|
June 1, 2005
Copyright: Fair Use and the Most Common Misconceptions of Copyright Law
By:
Grant Coffield
The copyright doctrine of "fair use" is a continual source of confusion for
businesses and individuals who want to use copyrighted works created by others.
Copying tends to be considered fair use for purposes such as criticism,
comment, news reporting, teaching, scholarship or research. But in determining
whether copying is fair use courts also look at factors such as the purpose and
character of the use, the nature of the copyrighted work, the amount and
importance of the portion used in relation to the whole work and the effect of
the use on the potential market or value of the copyrighted work.
People copying a protected work often operate under the misconception that
they had the right to do so. They tend to use one of the following
justifications, none of which is valid:
- There was no copyright mark
Since March 1, 1989,
inclusion of copyright notice such as the frequently seen (c) mark, the word
"Copyright" or the abbreviation "Copr.," followed by the year of first
publication and the name of the copyright owner, for example, (c) 2003 John Doe,
has been optional. In general, a work is protected by copyright from the moment
it is created in fixed form like a book, picture, videotape, recording, or other
medium regardless whether it displays a copyright notice.
- It was only a paragraph
There is no numerical equation
for what amount of copying constitutes copyright infringement. Copying even a
small portion of a work (e.g., a single paragraph from a novel) can constitute
copyright infringement, particularly if the copied portion is a qualitatively
substantial or essential portion of the original work.
- It was on the Internet
While material that is truly in
the public domain (i.e., a work for which the copyright has expired, or
something that is unprotectable such as, for example, ideas or facts) may be
copied, nearly all material found on the Internet was created by someone and is,
therefore, an original work protected by copyright.

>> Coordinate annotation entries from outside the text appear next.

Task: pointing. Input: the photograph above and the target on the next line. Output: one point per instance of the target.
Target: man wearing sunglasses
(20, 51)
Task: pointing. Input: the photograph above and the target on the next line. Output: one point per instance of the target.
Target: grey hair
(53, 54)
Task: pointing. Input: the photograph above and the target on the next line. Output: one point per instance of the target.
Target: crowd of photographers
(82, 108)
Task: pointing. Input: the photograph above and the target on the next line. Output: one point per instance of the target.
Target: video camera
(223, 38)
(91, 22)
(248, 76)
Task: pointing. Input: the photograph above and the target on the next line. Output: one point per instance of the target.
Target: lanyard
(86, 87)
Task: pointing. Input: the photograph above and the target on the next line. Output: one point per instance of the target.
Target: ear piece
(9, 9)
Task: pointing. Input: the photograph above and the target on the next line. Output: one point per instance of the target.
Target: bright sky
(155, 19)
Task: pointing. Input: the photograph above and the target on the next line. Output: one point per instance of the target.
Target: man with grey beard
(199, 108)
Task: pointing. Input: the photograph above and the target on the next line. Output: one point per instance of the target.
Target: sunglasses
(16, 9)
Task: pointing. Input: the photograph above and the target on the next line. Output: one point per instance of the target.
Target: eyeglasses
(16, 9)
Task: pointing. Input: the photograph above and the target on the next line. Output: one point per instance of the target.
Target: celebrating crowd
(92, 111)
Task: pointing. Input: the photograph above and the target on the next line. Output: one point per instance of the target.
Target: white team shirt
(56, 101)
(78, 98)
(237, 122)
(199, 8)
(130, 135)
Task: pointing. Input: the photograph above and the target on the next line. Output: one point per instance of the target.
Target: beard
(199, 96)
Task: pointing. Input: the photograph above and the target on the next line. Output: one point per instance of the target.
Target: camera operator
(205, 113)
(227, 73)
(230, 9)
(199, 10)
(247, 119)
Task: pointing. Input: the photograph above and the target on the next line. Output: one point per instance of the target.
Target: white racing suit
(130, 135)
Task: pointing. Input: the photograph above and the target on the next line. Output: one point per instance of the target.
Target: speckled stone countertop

- I didn't make any money on it
Whether or not one is
making money does not matter. Copyright law gives the owner the right to
decide who may use the work.
- I credited the source
Giving credit to the source of a
copied work does not mean that the copier is not an infringer: It just means
that he or she is not a plagiarist. Acknowledging the source of the copyrighted
material does not substitute for obtaining permission to use it.
- I changed it
An individual who copies and modifies
protected material most likely infringes the copyright owner's
exclusive right to create modified versions of the original work. These modified
versions are known as derivative works.
Understanding these copyright law basics is important because few people
appreciate the potential consequences for committing copyright infringement in
the United States. Under the Copyright Act, a copyright infringer is liable for
the copyright owner's actual damages and any additional profits of the infringer
that are attributable to the infringement. In addition, statutory damages up to
$150,000 and remedies like injunctions, impounding or destruction of infringing
items, as well as other remedies, may be available. In cases of willful
infringement for purposes of commercial advantage an infringer could even face
criminal penalties including fines or imprisonment, or both.
Copyright protection is one of the most underestimated and misunderstood
forms of intellectual property protection. Even knowledgeable attorneys and
courts have struggled with the issue of fair use.